I suspect all is fine and the bad smell will go away, whatever it is, but some reassurance / advice / explanation would be fantastic 

Thank you, 

Rowan


----------



## sour_grapes (Nov 11, 2013)

What does it smell like, i.e., what does the smell remind you of?


----------



## rowan57 (Nov 11, 2013)

sour_grapes said:


> What does it smell like, i.e., what does the smell remind you of?



I had to go and check… And I'm not sure. Almost very strongly of yeast, possibly sulphury. The fermentation looks really healthy which is why I am puzzled. 

I pitched a full pack of the Wyeast for 2 Gal if that might make any difference? 

I did also pitch a full pack of EC-118 for the Pumpkin with no apparent side effects.


----------



## sour_grapes (Nov 11, 2013)

What I have learned here is that many yeast can give off H2S (rotten egg smell) when they don't have proper nutrition, or some other stressor. It is advised that, if your must does not contain a lot of free nitrogen, that you add a nutrient to it. Read this thread; I think it is illuminating: 

http://www.winemakingtalk.com/forum/f86/yeast-nutrients-39655/


----------



## rowan57 (Nov 12, 2013)

sour_grapes said:


> What I have learned here is that many yeast can give off H2S (rotten egg smell) when they don't have proper nutrition, or some other stressor.

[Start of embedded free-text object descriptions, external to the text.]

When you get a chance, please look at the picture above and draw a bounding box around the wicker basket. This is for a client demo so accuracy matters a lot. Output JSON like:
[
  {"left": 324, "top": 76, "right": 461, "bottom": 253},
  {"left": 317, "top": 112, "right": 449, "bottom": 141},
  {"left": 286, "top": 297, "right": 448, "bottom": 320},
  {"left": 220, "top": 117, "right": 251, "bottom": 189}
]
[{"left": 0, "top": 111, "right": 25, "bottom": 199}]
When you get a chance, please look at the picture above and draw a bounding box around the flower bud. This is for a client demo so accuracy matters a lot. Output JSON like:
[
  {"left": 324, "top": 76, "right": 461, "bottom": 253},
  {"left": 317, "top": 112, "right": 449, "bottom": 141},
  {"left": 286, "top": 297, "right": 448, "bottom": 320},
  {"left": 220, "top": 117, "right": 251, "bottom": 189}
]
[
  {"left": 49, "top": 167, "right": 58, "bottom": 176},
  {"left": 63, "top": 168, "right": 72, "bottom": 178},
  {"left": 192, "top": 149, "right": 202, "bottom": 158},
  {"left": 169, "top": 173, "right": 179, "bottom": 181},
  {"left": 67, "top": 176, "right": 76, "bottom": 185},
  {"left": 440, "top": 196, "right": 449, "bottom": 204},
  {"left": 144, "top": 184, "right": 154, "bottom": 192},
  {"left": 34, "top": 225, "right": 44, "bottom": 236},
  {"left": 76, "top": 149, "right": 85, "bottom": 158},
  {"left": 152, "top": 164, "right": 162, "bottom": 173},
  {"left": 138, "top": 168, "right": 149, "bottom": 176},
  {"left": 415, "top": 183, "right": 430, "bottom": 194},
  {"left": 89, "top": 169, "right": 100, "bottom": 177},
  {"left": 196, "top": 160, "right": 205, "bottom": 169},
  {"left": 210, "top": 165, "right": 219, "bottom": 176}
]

It is advised that, if your must does not contain a lot of free nitrogen, that you add a nutrient to it. Read this thread; I think it is illuminating:
> 
> http://www.winemakingtalk.com/forum/f86/yeast-nutrients-39655/




Ahh thank you! That makes sense. I did add nutrient as per the recipe, but have added another dose this morning. The smell was greatly reduced this morning anyway, so hopefully this will fix it! On the plus side, theres nothing quite like a snort of CO2 in the morning before work


----------



## TandooriRelic (Jan 16, 2019)

Hi there! New to the forum so not sure where I should post this but.....

I’ve been making sloe gin for the last 10 years but this year is the first time I’ve had this happen.

I made 10 litres and the whole batch smells like marzipan!! Nothing else!! Pure marzipan!! It smells nice to me but I’ve read a lot about cyanide!! Worried that the batch might be poisonous. I know it’s in the seeds and the concentration is low but it’s still a worry. 

Any ideas what to do?

Any help would be appreciated! I don’t want to tip 10 litres of gin down the sink but I also don’t want to die!


----------